Em estudo semelhante Silva et al (2008) avaliaram as relações de cálcio:fósforo disponível sobre níveis de fitase na dieta de poedeiras no primeiro e segundo ciclos de postura, concluíram que a melhor relação Ca:Pd encontrada no primeiro ciclo de postura sem a inclusão de fitase foi de 14: 1 (4,2%Ca : 0,3% Pd), contudo com a fitase essa relação teve um decréscimo para 12:1 (3,5%Ca: 0,3%Pd). Já para as poedeiras no segundo ciclo de produção, os autores recomendaram 4,2% de Ca e 0,38% de Pd nas rações e que a suplementação de fitase (600 UI) nos níveis mais baixos de Pd, melhorou a conversão por massa e por dúzia e o peso dos ovos. Os resultados encontrados por Silva et al (2008) foram verificados também por Wu et al (2006), quando verificaram a redução do P nas excretas.

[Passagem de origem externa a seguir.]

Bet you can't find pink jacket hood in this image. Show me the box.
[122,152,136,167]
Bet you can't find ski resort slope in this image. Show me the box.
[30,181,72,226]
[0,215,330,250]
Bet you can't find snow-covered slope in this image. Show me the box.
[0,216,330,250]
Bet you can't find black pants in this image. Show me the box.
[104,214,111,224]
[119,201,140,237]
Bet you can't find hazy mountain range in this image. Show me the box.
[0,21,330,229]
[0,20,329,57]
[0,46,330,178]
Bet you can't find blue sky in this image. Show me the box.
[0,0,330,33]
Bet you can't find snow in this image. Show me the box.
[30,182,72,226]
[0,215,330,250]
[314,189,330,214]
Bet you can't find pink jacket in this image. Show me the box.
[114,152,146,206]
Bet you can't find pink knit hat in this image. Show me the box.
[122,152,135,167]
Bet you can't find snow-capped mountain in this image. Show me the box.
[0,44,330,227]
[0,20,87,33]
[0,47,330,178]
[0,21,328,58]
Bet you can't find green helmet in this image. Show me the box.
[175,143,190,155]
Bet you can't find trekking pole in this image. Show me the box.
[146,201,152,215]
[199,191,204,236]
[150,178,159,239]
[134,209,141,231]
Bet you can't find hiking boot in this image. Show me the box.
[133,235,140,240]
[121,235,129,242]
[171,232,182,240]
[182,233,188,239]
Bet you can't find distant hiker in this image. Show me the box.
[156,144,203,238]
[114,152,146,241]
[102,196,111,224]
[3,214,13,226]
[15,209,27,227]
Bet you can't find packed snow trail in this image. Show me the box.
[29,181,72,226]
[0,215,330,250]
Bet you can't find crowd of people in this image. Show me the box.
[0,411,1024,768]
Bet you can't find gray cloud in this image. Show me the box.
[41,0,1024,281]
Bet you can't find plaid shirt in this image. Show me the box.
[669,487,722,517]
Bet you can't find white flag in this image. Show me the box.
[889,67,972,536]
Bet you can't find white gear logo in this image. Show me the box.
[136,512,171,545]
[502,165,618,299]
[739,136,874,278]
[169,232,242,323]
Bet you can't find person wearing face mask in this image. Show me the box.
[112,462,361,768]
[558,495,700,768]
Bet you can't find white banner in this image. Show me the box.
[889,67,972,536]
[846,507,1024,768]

Esses resultados encontrados pelos autores acima demonstram a capacidade de melhora na digestibilidade dos nutrientes, principalmente de minerais, que a fitase proporciona às aves que se alimentam com rações que a contém em sua formulação. Atualmente a grande procura por melhoria nos lucros com conseqüente redução dos custos, vem aliada a tendência de redução dos impactos ao ambiente que a avicultura de postura gera. Estudos realizados por instituições idôneas de extremo respeito pelos pesquisadores e produtores vêm obtendo resultados que promovem a fitase como grande aliada da cadeia produtiva da produção de ovos e amiga do meio ambiente. A redução nos níveis de inclusão de minerais como o fósforo são possíveis, possibilitando uma atenuação dos impactos ambientais já que a extração do minério e a excreção pelas aves pelos excessos usados nas dietas são amplamente reduzidas.
Considerações Finais
O desenvolvimento da biologia molecular pode aumentar ainda mais a eficácia da enzima fitase, como reduzir a acumulação de fitato nas plantas, assim como possibilitar que plantas e animais tenham uma síntese endógena de fitase acentuada.
Pesquisas com aves comprovam a eficiência da fitase na melhoria da digestibilidade dos aminoácidos e de uma melhor utilização da proteína de forma a melhorar à qualidade dos produtos e subprodutos oriundos da atividade avícola.